On Tuesday 7 May, the APPG Debt and Personal Finance held an event on ‘A credit market that works for everyone: success and future challenges’. Guest speakers at the event included regulators, consumer group and credit industry representatives and the Minister.
Economic Secretary to the Treasury, John Glen spoke about the importance of the Government’s affordable credit agenda. Mr Glen said everyone will likely need a form of credit at some point in their lives. So besides high cost credit, which is often inappropriate, Government is looking to give people better options.
Mr Glen said the Government’s initiatives on affordable credit include the creation of Fair4All Finance, which has been given £55 million to help expand provision of affordable loans. Ministers are also looking to create a no-interest loan scheme – following a feasibility study, Ministers hope to take this forward at the next Budget.
Richard Lane, Director of External Affairs at StepChange Debt Charity said while there’s no room for complacency, there’s also much to welcome from the FCA’s consumer-focused approach. The FCA’s landmark reviews of key markets have produced the payday loan cap, credit card persistent debt rules and an upcoming ban on additional unarranged overdraft charges. These steps are making a real difference to people’s lives.

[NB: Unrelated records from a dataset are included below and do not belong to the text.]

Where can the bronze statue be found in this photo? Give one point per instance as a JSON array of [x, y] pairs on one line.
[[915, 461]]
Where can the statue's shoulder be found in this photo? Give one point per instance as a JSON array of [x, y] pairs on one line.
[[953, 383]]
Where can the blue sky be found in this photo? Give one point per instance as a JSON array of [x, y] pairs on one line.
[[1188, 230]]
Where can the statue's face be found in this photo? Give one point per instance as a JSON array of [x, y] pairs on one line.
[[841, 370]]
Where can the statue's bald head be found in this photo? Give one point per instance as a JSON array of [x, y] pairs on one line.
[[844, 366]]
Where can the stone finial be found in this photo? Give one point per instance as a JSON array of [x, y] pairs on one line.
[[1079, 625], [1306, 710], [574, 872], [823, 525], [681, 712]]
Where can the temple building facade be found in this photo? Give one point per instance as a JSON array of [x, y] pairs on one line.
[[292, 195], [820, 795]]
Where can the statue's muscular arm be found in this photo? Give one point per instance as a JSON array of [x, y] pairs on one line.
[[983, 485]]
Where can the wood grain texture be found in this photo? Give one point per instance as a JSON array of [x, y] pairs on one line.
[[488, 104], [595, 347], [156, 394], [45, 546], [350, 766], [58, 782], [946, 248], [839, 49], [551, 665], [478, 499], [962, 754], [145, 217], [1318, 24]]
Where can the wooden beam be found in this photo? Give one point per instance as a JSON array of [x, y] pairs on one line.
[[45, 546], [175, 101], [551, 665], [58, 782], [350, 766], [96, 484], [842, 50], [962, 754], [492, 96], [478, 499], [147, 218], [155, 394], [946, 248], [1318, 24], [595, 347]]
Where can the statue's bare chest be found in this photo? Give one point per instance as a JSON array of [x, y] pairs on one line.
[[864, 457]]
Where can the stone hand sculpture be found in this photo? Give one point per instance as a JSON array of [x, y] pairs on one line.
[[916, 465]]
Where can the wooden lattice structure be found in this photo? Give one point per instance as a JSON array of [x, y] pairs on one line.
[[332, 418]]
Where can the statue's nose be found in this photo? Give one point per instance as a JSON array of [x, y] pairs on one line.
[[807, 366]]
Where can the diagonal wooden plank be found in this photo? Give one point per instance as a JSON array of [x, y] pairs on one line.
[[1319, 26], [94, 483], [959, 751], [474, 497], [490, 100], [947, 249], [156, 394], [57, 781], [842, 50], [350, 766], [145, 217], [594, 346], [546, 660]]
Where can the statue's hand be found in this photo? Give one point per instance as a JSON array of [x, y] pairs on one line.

Mr Lane called for the FCA to introduce a ‘Duty of care’ to stop firms exploiting consumer biases or constrained choice. The Government’s affordable credit agenda is a welcome and will give people more product choice. However, the FCA should be taking a more proactive stance on consumer harm and Mr Lane called for robust action to tackle emerging problems the charity’s been seeing with sub-prime credit cards and guarantor loans.
Stephen Sklaroff, Director General of the Finance and Leasing Association praised the FCA for getting a handle on complicated credit markets. The FLA’s chief concerns were around inclusion and unintended consequences from regulation. Mr Sklaroff also pointed to aspects of consumer credit law that are out of date.
Mr Sklaroff welcomed the FCA’s review of retained provision of the Consumer Credit Act and said it was now up to the Government to act. The FLA’s preference is for legislative change. If this can’t be achieved, then Government, regulators and industry should look at non-legislative options.
Christopher Woolard, Director of Strategy and Competition at the FCA said the regulator has acted on fundamental problems in the credit market. Mr Woolard pointed to some of the FCA’s key achievements: actions to curb problems caused by payday loans and measures to help customers struggling with persistent credit card debt.
Mr Woolard outlined the FCA’s concern about the lack of mid-cost credit options, which is one of the FCA’s ‘biggest challenges’. Overdrafts, buy now, pay later, credit card ‘de-anchoring’, and guarantor loans remain key concerns. The FCA’s supervision ‘never stops’ and Mr Woolard stressed the FCA wants to ‘look at business models far more’.
The collapse of Wonga has left thousands of consumers out of pocket and Damon Gibbons from the Centre for Responsible Credit questioned the FCA’s decision-making in this case – and more generally, how can the regulator be better held to account? The Minister pointed to the FCA’s hearings at Treasury Committee – which happen twice a year. A forthcoming review of the tripartite relationship, between the Bank of England, the FCA and Government, is also a space where these kinds of issues might be raised.
Peter Wallwork from the Credit Services Association asked the Minister to consider the need for a more sustainable funding formula for debt advice – a point also raised by Mr Sklaroff. Industry groups says the levy hits them disproportionately, and other sectors generating problem debt, such as utilities and government, should be made to pay.
Mick McAteer from the Financial Inclusion Centre said there are concerns over lenders discriminating against or targeting certain groups. More data should be made available on lender performance so that consumer groups can hold them to account. Responding, Mr Woolard said that data had been used in this way in the insurance market. He added that the FCA had found it was hard to make this data into something which was accessible to consumers. He suggested that if this were to happen in the lending industry, intermediaries would be required to help interpret the data.